In terms of the quality, both the Dolby Atmos and 5.1 surround tracks are excellent. Clarity in dialogue is fantastic while the tracks do a great job of creating a "sound stage". This is obvious to the viewer right away as the movie opens with an aerial dogfight between World War II planes that fly throughout the listening space, immersing the viewer. The movie really takes advantage of the directionality at every turn, making most of the movie feel more alive as the animal life in the Skull Island jungle surrounds the viewer throughout.

The 2017 film can be accompanied by removable English, French or Spanish subtitles. For English, the track is a closed caption track that also offers additional cues to aid those who might be hard of hearing.


 Extras: Star Rating

There's almost an hour of bonus material on this disc, or over an hour depending on how one counts the commentary track.

Speaking of, we'll tackle the commentary track first with director Jordan Vogt-Roberts. To be frank, this is a great commentary track as the young director doesn't shy away from going in-depth but also talking about his various inspirations, including nods to Toho films like King Kong vs. Godzilla (1962) and Princess Mononoke (1997). Overall found this one of the more enjoyable commentary tracks in some time.

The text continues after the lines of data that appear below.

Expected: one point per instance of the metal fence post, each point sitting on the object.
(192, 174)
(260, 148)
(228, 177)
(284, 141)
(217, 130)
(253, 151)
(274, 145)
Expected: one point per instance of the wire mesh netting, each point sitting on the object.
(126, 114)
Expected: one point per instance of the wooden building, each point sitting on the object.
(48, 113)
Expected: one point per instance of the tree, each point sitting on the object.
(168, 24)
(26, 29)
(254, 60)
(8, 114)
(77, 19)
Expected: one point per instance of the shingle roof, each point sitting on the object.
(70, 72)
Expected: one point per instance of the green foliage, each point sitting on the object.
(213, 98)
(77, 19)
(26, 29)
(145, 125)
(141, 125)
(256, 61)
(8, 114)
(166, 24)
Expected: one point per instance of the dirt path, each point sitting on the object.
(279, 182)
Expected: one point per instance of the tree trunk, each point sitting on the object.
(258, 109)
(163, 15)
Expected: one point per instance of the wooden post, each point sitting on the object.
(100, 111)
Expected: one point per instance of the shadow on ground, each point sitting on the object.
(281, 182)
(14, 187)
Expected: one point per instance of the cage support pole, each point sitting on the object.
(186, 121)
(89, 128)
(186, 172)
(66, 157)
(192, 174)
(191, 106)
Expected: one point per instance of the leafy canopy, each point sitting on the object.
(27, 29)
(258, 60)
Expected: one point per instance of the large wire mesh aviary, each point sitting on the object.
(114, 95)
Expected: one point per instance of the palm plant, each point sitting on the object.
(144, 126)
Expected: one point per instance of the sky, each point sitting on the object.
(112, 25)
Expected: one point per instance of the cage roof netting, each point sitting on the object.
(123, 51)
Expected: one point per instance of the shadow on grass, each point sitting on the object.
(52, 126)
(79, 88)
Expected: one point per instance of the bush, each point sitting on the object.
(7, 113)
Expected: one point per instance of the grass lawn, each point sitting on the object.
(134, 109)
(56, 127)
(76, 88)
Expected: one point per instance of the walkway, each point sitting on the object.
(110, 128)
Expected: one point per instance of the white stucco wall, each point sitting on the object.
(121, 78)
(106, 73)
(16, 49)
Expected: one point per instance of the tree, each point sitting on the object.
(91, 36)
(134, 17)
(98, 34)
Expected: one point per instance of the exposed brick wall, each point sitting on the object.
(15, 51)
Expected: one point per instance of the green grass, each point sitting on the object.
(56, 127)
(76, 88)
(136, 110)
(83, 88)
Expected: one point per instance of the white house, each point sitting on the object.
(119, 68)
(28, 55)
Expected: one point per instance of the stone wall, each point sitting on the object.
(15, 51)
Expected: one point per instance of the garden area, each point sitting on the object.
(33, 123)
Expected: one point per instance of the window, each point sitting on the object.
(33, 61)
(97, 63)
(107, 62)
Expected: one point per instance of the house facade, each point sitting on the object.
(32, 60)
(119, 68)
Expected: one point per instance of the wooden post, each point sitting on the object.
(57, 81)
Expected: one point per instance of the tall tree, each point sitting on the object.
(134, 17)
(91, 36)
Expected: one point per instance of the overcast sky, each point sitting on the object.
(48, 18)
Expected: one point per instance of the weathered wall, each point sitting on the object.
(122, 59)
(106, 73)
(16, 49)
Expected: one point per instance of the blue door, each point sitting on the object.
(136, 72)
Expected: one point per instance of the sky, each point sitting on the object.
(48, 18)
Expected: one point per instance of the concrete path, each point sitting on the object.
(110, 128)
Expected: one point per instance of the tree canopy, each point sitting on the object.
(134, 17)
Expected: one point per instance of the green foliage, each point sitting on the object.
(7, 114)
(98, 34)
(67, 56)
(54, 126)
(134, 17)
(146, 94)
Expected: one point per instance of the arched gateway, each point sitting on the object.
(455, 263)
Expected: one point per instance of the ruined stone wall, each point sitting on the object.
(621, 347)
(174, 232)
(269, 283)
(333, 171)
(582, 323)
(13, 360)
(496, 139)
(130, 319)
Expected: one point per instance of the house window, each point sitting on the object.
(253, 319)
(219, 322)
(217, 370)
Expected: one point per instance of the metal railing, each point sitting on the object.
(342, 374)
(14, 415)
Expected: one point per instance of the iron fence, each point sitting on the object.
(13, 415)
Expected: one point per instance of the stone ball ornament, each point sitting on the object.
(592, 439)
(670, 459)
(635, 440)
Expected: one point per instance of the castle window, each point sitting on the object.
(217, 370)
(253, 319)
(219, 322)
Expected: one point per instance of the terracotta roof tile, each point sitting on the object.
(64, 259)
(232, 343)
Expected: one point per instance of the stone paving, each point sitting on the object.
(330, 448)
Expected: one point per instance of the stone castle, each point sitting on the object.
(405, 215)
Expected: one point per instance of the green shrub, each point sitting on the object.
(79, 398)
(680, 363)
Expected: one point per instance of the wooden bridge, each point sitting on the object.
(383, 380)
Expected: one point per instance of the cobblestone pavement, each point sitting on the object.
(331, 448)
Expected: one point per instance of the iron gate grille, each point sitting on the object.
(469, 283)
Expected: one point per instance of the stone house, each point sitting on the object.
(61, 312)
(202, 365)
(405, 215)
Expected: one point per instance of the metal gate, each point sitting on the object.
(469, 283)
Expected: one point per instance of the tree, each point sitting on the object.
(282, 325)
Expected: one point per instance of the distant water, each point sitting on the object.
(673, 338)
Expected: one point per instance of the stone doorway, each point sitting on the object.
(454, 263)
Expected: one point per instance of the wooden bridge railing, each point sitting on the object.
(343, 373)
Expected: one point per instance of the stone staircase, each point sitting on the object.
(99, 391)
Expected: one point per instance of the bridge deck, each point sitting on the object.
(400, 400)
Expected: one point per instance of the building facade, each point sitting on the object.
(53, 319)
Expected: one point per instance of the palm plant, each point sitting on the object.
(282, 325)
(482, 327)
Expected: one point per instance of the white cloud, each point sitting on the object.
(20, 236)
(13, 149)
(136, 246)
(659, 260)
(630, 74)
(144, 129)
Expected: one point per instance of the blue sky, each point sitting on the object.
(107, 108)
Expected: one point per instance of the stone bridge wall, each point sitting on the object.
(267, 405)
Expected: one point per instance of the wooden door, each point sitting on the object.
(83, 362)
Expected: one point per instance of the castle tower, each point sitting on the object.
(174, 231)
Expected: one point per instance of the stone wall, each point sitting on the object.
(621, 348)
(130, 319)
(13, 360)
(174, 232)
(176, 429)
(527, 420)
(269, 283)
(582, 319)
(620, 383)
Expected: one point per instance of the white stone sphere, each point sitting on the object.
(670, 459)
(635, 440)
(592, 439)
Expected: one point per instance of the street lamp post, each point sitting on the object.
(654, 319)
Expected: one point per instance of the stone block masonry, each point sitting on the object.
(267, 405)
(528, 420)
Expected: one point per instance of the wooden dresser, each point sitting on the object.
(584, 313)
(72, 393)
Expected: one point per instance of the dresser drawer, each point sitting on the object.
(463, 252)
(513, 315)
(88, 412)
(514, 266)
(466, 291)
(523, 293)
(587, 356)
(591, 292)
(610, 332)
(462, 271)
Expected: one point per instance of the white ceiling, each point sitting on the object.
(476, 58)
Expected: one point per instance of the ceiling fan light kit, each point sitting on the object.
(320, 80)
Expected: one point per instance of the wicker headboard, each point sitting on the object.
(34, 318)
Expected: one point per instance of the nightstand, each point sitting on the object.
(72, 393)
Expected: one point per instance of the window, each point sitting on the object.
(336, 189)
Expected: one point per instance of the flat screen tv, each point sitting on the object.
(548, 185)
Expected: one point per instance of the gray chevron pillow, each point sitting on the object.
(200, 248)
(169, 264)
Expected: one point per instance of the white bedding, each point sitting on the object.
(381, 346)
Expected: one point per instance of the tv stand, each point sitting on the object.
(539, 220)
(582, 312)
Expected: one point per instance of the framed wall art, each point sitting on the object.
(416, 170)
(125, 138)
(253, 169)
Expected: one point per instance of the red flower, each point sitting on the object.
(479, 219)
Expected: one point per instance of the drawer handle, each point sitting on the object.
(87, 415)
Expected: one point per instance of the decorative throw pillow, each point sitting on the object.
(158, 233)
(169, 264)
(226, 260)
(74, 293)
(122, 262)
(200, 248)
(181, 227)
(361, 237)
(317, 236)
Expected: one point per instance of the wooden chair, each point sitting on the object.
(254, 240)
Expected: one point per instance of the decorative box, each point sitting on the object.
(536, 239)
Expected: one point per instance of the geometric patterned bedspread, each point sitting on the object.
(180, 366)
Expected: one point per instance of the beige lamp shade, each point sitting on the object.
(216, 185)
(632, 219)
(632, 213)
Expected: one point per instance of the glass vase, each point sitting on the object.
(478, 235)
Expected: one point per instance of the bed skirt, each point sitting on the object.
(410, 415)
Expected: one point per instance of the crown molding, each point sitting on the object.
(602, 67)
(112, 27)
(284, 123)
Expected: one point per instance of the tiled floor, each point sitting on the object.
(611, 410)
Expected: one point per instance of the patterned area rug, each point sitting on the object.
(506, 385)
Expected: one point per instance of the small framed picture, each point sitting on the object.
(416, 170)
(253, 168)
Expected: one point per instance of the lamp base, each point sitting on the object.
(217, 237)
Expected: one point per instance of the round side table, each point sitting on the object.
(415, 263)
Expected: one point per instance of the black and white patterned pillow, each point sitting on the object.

Next up we have two features called Creating a King. This first, " Realizing an Icon", is about 12 minutes and features interviews with the cast and staff of the movie that is set to footage and concept art. This one focuses on the film as a whole, and while it's good it doesn't provide much insight. The second, "Summoning a God", is 13 minutes long and talks about the special effects element. This one is much better, hitting lost concepts and other detail that is below the surface level.

Moving on we have some based on the filming location used for much of the film: Vietnam. The first of these, literally called "On Location: Vietnam", runs about five minutes and goes over the country and location. However, it feels like it tries to sell the viewer a bit too hard on the location, to the point it comes off as a tourism infomercial. The second feature, "Tom Hiddleston: The Intrepid Traveler", is also based on the location but has the actor walking the viewer through it while they start off this time in Hawaii before hitting Vietnam. This feature, about seven minutes long, is better as it shows the locations used in shooting without coming off too strongly as a tourism ad. Following this is another actor-led feature: "Through the Lens: Brie Larson's Photography". Essentially, during filming, actress Brie Larson was taking real photos and this bonus feature, narrated by director Jordan Vogt-Roberts, walks the viewer through the various photos.

Next we have the "Monarch Files 2.0", an 8 minute bonus feature done in the same in-continuity style as those found on the Godzilla Blu-ray. This mockumentary uses film footage, adjusted to look damaged and dated, along with concept art to tell a story explaining the Iwi villagers and monsters of Skull Island. This includes beasts that were not seen in the movie but that appeared in the comic sequel, Skull Island: The Birth of Kong.

Finally we get to the last extra which are four deleted scenes. These are short, and don't involve any special effects work. In total there is:

  • An introduction to Colonel Preston Packard
  • A scene where James Conrad first meets Packard
  • A sequence where Packard wakes up Reles after the crash
  • Extended scene in the bamboo forest before the Mother Longlegs attacks

As a side note, the extras are all in English although have options for English, French or Spanish subtitles. Worth noting that these are different from the English, French, Chinese and Thai subtitles that are found on the two disc Kong: Skull Island DVD.


 Overview: Star Rating

There isn't a weak aspect to this release. It boasts excellent video and audio quality while having a large collection of extras. For fans of the movie, this is a highly recommended release. The only reason one wouldn't go for it is electing to get one of the other versions, such as the 4K UHD version or the exclusive Target release that has one additional bonus feature that clocks in over ten minutes.